Context. Open clusters are very good tracers of the evolution of the Galactic disc. Thanks to Gaia, their kinematics can be investigated with an unprecedented precision and accuracy. Aims. The distribution of open clusters in the 6D phase space is revisited with Gaia DR2. Methods. The weighted mean radial velocity of open clusters was determined, using the most probable members available from a previous astrometric investigation that also provided mean parallaxes and proper motions. Those parameters, all derived from Gaia DR2 only, were combined to provide the 6D phase space information of 861 clusters. The velocity distribution of nearby clusters was investigated, as well as the spatial and velocity distributions of the whole sample as a function of age. A high quality subsample was used to investigate some possible pairs and groups of clusters sharing the same Galactic position and velocity. Results. For the high quality sample that has 406 clusters, the median uncertainty of the weighted mean radial velocity is 0.5 km/s.
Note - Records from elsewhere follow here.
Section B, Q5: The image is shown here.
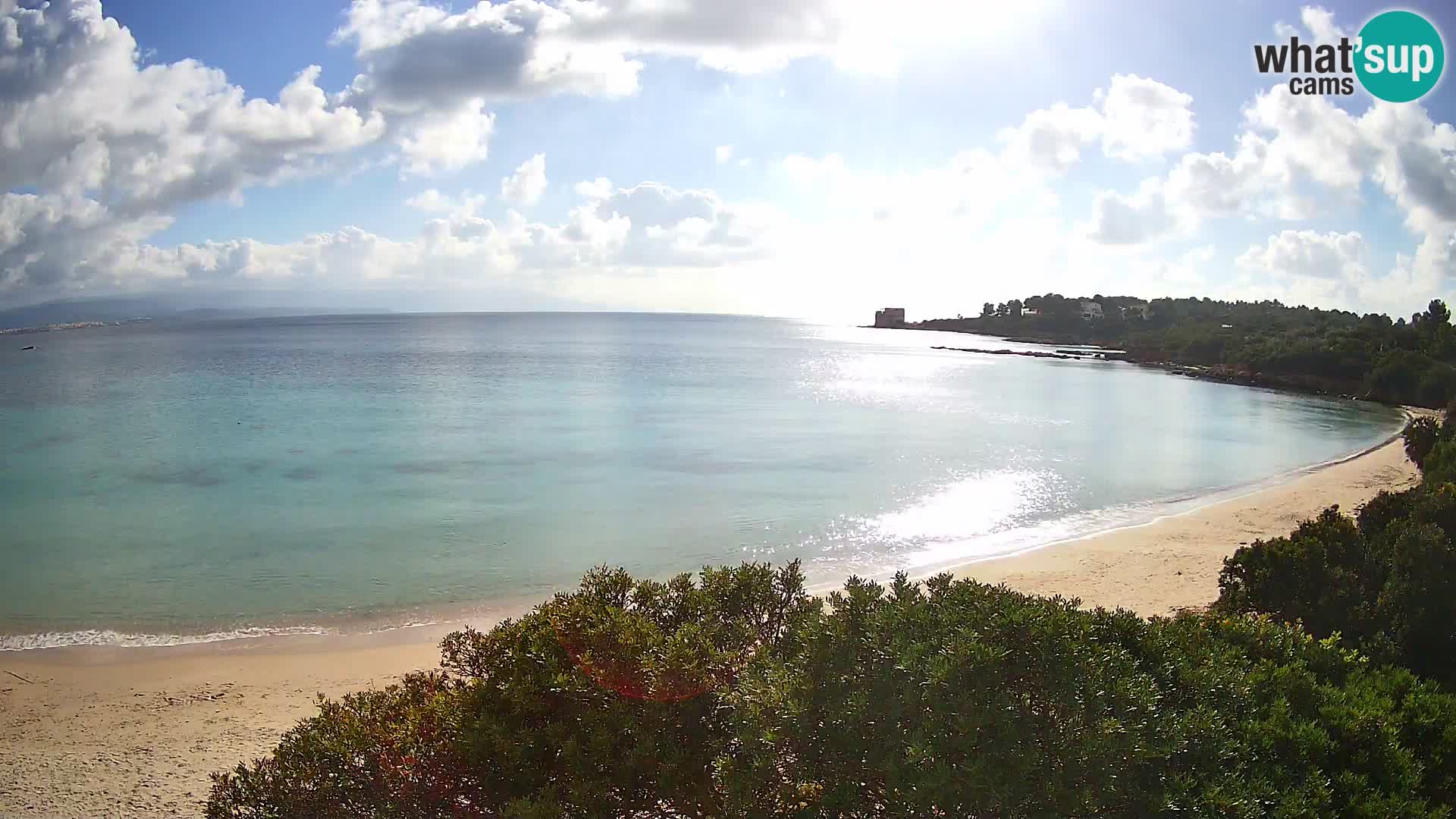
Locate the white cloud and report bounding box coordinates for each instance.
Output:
[1101,74,1192,162]
[399,99,495,177]
[0,0,384,213]
[997,74,1194,172]
[500,153,546,206]
[1235,231,1366,280]
[1235,231,1372,305]
[1086,177,1176,245]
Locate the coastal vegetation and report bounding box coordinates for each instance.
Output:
[207,554,1456,819]
[207,384,1456,819]
[904,293,1456,408]
[1214,411,1456,689]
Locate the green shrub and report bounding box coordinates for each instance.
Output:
[1214,484,1456,686]
[1401,419,1442,468]
[207,565,1456,819]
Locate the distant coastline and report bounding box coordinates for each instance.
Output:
[0,316,152,335]
[871,293,1456,410]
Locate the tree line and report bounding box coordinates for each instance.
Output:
[910,293,1456,408]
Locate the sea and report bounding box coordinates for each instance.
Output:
[0,313,1401,650]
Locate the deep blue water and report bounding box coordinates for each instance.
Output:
[0,313,1399,647]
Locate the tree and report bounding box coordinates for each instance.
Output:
[207,559,1456,819]
[1401,419,1440,466]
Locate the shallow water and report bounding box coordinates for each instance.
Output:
[0,313,1399,648]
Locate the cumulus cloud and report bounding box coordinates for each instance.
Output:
[397,99,495,177]
[1235,231,1370,303]
[1087,179,1176,245]
[0,0,384,213]
[500,153,546,206]
[997,74,1194,172]
[1235,231,1366,280]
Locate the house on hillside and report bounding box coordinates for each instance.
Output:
[875,307,905,326]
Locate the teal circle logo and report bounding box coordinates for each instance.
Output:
[1356,11,1446,102]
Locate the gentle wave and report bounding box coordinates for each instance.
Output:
[0,625,334,651]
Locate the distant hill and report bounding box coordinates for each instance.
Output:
[0,296,389,329]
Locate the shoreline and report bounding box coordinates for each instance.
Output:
[0,410,1420,817]
[0,408,1409,650]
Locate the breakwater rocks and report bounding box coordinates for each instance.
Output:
[930,345,1106,362]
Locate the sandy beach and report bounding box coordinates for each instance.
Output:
[0,428,1418,817]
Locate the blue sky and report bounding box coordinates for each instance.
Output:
[0,0,1456,319]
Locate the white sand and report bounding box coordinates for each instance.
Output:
[0,431,1418,817]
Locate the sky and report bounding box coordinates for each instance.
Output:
[0,0,1456,321]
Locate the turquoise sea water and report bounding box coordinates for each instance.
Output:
[0,313,1399,648]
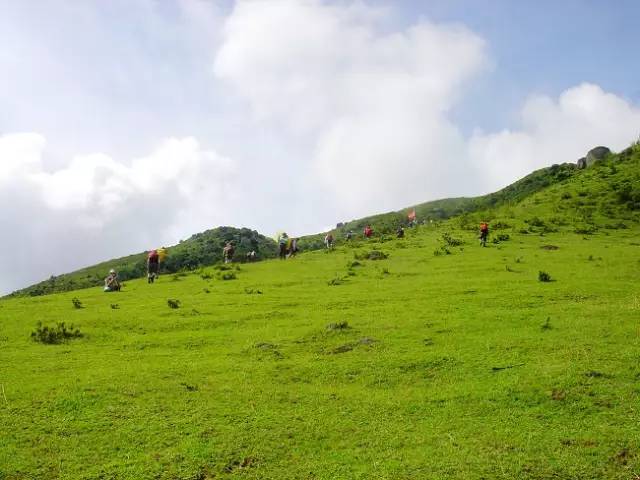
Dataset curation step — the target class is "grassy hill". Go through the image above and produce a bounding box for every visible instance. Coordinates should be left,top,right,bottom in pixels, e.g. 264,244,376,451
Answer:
10,154,588,297
0,144,640,480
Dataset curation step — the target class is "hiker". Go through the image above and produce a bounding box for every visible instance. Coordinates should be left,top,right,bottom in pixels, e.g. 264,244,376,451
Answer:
222,242,236,263
104,268,120,292
287,238,298,258
147,250,160,283
479,222,489,247
324,232,333,249
278,232,289,260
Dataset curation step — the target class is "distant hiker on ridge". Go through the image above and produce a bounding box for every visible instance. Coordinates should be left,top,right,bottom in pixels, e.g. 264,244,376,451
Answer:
278,232,289,260
287,238,298,258
324,232,334,250
222,242,236,263
479,222,489,247
104,268,120,292
147,250,160,283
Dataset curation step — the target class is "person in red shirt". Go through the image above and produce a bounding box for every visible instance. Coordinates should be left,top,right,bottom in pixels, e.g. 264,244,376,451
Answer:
480,222,489,247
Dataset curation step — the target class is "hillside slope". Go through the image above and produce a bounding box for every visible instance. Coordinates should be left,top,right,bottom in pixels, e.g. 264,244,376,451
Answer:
10,147,640,296
0,172,640,480
8,227,277,297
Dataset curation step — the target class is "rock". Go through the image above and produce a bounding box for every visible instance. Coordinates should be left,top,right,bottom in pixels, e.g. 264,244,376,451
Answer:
585,146,611,167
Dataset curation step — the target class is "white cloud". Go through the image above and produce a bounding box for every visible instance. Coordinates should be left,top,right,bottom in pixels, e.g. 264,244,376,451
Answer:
0,133,237,291
468,83,640,191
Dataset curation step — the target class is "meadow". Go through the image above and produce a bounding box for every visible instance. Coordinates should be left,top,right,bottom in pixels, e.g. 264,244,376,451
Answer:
0,220,640,480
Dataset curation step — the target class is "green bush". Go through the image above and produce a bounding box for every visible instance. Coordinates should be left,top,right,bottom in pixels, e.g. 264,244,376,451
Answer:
538,270,552,282
31,322,83,345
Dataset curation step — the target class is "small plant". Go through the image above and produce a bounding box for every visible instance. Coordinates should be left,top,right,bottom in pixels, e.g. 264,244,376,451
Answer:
353,250,389,265
31,322,82,345
538,270,552,282
167,298,180,309
327,321,351,330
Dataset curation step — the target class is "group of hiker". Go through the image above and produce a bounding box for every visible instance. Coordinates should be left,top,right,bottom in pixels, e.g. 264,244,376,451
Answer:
104,216,489,292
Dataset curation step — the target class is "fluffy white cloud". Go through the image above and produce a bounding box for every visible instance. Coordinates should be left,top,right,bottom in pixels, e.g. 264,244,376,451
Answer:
468,83,640,191
214,0,487,214
0,0,640,292
0,133,237,291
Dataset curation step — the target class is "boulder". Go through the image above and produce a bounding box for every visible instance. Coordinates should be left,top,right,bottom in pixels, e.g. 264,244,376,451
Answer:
585,146,611,167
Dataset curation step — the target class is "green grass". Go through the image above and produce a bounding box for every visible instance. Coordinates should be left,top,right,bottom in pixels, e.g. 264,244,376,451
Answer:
0,227,640,479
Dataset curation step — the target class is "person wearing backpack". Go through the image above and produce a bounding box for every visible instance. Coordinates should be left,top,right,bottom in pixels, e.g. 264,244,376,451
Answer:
479,222,489,247
324,232,333,250
278,232,289,260
222,242,236,263
147,250,160,283
104,268,120,292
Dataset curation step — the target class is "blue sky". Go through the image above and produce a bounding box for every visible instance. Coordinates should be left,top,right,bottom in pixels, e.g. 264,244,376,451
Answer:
0,0,640,292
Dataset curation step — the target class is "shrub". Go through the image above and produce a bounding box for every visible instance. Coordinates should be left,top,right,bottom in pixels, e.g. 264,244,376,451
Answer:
327,321,351,330
353,250,389,260
573,225,598,235
524,217,546,227
538,270,551,282
218,272,237,280
31,322,82,345
442,232,464,247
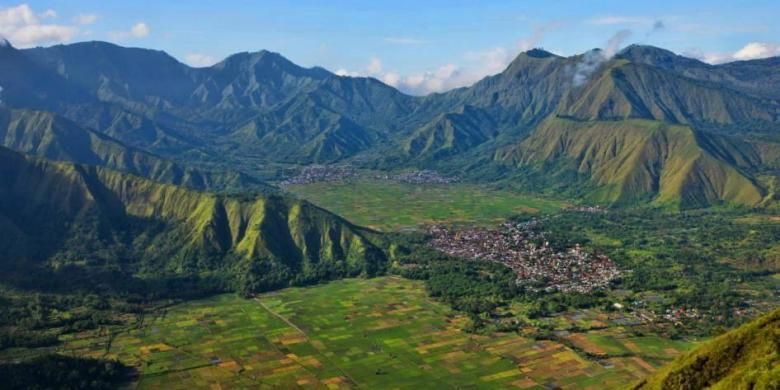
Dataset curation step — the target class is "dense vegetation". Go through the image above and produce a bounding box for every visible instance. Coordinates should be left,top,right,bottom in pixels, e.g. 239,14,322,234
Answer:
386,210,780,337
0,42,780,209
0,149,386,348
635,309,780,389
0,355,132,390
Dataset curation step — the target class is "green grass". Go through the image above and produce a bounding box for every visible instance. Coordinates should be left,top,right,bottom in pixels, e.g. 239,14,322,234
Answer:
288,180,563,231
56,277,684,389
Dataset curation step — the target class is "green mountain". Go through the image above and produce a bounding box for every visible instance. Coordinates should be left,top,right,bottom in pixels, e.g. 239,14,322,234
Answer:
403,106,497,160
496,118,767,208
0,107,270,190
634,309,780,390
556,60,780,125
0,42,780,208
0,148,384,291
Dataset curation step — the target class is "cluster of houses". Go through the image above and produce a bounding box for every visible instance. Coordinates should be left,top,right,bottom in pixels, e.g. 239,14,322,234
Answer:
429,220,621,293
563,206,608,214
392,169,458,184
279,165,357,187
279,165,458,187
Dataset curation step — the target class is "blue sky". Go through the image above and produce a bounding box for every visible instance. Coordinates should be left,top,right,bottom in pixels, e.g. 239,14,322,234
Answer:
0,0,780,93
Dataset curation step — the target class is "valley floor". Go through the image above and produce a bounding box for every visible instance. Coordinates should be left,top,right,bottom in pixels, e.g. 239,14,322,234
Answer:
53,277,691,389
287,179,564,232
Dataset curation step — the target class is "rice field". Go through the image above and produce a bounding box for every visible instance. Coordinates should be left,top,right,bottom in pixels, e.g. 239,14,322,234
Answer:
59,277,688,389
287,179,563,231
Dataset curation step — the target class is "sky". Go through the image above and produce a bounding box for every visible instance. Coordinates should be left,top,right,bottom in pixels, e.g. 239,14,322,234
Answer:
0,0,780,94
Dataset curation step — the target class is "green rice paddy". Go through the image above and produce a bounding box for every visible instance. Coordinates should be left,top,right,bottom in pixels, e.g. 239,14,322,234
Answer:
288,180,563,231
63,277,684,389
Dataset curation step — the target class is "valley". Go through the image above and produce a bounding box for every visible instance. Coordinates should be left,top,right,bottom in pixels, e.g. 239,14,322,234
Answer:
16,277,691,389
0,14,780,390
287,177,566,232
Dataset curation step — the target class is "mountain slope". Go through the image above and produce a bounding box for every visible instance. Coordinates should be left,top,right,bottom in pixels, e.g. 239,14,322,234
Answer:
0,108,268,190
0,42,780,208
496,118,765,209
403,106,496,159
557,61,780,125
0,148,384,290
634,309,780,390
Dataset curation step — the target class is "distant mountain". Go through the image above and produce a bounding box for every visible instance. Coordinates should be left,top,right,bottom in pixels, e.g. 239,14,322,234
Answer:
0,148,385,291
0,42,780,208
634,309,780,390
0,108,270,191
496,118,774,209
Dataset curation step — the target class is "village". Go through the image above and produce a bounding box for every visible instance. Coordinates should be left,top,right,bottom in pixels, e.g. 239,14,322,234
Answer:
428,219,621,293
279,165,458,188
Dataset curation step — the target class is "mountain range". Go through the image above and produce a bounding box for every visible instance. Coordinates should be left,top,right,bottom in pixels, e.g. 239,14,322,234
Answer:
0,42,780,209
0,147,386,291
633,309,780,390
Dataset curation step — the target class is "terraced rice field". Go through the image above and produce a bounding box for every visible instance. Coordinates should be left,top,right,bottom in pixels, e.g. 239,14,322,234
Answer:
58,277,684,389
288,180,563,231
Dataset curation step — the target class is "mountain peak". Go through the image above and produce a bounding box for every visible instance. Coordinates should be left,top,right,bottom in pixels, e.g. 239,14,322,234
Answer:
0,35,14,50
617,44,703,68
525,47,557,58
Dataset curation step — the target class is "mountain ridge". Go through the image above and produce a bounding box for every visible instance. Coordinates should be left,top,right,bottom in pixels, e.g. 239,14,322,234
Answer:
0,43,780,208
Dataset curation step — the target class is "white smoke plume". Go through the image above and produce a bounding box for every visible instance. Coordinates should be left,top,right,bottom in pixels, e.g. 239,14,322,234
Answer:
572,30,631,87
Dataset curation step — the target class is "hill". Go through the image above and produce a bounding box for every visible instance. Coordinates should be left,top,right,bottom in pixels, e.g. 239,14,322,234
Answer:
634,309,780,390
0,107,271,191
496,118,767,209
0,148,384,291
0,42,780,208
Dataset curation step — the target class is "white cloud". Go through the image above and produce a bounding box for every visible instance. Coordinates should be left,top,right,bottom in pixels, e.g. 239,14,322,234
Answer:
130,22,150,38
0,4,78,47
366,57,382,76
38,8,57,19
588,15,656,27
184,53,217,68
335,22,560,95
73,14,98,26
734,42,780,60
572,30,631,87
683,42,780,64
384,37,430,45
108,22,152,41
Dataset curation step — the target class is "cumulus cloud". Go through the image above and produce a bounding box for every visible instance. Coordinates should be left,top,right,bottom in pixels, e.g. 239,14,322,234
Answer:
0,4,78,47
734,42,780,60
38,8,57,19
384,37,430,45
683,42,780,64
130,22,150,38
108,22,152,41
572,30,631,87
588,15,655,27
184,53,217,68
73,14,98,26
335,23,558,95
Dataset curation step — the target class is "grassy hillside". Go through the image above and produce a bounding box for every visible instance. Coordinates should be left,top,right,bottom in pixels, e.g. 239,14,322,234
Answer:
634,309,780,390
288,180,563,231
0,108,269,190
0,149,384,291
496,118,766,209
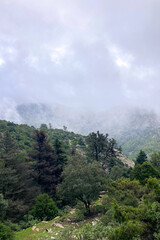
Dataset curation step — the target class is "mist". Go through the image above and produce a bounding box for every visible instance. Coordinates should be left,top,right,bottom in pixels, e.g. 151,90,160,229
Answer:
0,0,160,124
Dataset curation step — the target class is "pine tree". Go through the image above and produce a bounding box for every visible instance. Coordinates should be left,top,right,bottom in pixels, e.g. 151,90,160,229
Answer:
0,131,38,221
31,130,58,197
136,150,147,164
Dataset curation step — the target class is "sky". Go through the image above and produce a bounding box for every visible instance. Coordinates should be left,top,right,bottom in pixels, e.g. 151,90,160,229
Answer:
0,0,160,111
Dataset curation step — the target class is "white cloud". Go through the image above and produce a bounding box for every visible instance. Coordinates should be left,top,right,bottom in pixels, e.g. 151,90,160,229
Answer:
0,58,5,67
109,46,134,68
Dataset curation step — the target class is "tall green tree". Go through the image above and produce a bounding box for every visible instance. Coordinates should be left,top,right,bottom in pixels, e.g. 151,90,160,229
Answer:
54,138,67,183
30,130,58,197
86,131,121,170
58,155,104,213
136,150,147,164
0,131,37,221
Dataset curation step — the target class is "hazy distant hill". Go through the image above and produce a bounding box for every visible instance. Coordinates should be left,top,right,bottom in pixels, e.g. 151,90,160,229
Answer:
0,104,160,158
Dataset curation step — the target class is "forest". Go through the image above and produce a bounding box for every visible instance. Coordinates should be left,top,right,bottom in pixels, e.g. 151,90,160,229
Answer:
0,120,160,240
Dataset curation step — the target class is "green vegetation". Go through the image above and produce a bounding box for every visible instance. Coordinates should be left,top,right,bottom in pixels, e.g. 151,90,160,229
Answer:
0,121,160,240
31,193,58,221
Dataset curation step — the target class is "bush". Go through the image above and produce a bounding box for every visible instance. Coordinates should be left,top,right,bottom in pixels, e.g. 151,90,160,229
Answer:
108,221,143,240
31,193,58,220
0,223,14,240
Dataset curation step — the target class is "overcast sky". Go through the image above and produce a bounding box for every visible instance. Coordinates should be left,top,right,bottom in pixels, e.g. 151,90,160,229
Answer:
0,0,160,110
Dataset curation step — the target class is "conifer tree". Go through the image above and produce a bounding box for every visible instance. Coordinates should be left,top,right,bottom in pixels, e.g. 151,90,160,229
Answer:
31,130,58,197
0,131,38,221
136,150,147,164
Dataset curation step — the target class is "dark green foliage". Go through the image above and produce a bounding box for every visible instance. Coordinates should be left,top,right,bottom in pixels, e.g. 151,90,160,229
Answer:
31,193,58,220
58,155,104,213
108,221,143,240
86,131,120,171
0,222,14,240
0,193,8,220
151,152,160,170
54,138,67,183
31,130,58,197
136,150,147,164
0,131,37,221
109,166,129,181
131,162,159,184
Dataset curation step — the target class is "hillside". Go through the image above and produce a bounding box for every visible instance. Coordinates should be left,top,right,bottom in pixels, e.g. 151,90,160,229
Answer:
0,104,160,159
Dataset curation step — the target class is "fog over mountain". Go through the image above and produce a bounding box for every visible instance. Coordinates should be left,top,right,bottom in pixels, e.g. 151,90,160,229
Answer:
0,0,160,113
0,0,160,158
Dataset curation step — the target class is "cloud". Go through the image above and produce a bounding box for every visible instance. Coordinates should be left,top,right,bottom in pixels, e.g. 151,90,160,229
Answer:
0,0,160,111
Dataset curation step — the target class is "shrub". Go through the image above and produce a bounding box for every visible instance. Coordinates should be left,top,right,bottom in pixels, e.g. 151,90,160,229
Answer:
108,221,143,240
0,223,14,240
31,193,58,220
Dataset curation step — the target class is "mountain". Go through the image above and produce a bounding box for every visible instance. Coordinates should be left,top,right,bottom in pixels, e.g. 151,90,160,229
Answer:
0,103,160,158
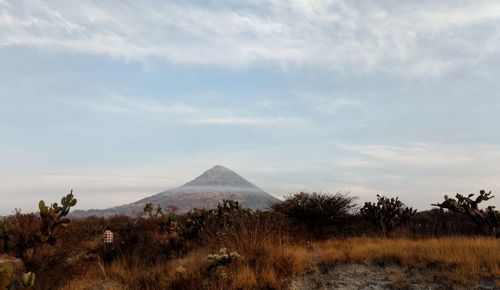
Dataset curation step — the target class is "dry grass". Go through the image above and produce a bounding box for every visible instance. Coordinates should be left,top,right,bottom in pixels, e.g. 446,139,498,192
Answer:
312,237,500,284
57,237,500,290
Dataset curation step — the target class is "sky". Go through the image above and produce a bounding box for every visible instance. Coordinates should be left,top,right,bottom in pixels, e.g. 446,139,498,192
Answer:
0,0,500,214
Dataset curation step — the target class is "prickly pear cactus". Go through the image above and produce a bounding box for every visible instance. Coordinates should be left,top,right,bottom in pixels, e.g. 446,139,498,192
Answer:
432,190,500,236
0,263,14,290
0,218,11,253
361,194,417,234
38,190,76,245
21,272,35,288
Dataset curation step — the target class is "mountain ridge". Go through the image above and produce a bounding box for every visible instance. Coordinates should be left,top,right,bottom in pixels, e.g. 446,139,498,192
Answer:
73,165,278,217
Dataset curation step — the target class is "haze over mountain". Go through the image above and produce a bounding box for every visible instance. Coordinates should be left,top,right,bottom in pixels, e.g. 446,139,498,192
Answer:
73,165,278,216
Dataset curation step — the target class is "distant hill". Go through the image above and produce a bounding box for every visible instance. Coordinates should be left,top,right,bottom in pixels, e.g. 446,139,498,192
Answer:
72,165,278,217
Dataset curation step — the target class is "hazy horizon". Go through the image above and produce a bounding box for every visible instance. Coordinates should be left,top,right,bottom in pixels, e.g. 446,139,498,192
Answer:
0,0,500,215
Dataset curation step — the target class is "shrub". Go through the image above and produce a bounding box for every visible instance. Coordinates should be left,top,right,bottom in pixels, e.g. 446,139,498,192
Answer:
271,192,357,238
360,194,417,235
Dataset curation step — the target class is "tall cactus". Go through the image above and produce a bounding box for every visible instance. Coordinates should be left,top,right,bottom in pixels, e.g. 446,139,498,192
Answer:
0,218,11,253
432,190,500,235
38,190,76,245
361,194,417,234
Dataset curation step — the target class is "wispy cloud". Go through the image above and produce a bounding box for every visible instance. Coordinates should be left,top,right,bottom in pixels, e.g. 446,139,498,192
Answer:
0,0,500,76
64,96,309,127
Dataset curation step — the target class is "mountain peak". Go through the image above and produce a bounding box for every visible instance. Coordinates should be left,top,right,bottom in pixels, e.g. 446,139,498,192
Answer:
183,165,256,188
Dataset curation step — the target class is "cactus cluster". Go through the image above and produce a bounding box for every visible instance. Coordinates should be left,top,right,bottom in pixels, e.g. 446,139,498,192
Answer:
432,190,500,235
21,272,35,288
0,263,14,290
0,218,11,253
38,190,76,245
207,248,241,268
361,194,417,234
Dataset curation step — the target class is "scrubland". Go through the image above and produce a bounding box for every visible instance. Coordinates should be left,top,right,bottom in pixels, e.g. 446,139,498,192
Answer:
0,191,500,290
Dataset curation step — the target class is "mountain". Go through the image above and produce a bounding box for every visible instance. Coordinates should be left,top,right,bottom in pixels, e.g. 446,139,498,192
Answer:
73,165,278,217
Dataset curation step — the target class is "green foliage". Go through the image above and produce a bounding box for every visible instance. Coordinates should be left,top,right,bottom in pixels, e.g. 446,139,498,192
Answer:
361,194,417,234
432,190,500,235
0,218,12,253
207,248,241,269
38,190,76,245
21,272,35,288
271,192,356,238
0,263,14,290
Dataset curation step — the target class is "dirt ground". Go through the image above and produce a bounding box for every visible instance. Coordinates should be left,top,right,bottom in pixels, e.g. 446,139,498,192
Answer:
290,264,500,290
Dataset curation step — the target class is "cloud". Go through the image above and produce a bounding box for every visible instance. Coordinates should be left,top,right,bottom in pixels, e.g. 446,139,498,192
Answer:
0,0,500,77
64,96,309,129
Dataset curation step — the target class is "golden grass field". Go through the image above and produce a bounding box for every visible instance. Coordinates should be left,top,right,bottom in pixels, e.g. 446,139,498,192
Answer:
63,235,500,290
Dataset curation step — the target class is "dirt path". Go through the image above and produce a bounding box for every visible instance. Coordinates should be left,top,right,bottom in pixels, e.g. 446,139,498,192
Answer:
290,264,499,290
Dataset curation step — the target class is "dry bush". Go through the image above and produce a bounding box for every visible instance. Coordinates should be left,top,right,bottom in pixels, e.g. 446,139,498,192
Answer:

The accuracy, assessed by comparison to ground-based high resolution spectroscopy, is better than 1 km/s. Open clusters nicely follow the velocity distribution of field stars in the close Solar neighbourhood previously revealed by Gaia DR2. As expected, the vertical distribution of young clusters is very flat but the novelty is the high precision to which this can be seen. The dispersion of vertical velocities of young clusters is at the level of 5 km/s. Clusters older than 1 Gyr span distances to the Galactic plane up to 1 kpc with a vertical velocity dispersion of 14 km/s, typical of the thin disc. Five pairs of clusters and one group with five members are possibly physically related. Other binary candidates previously identified turn out to be chance alignment.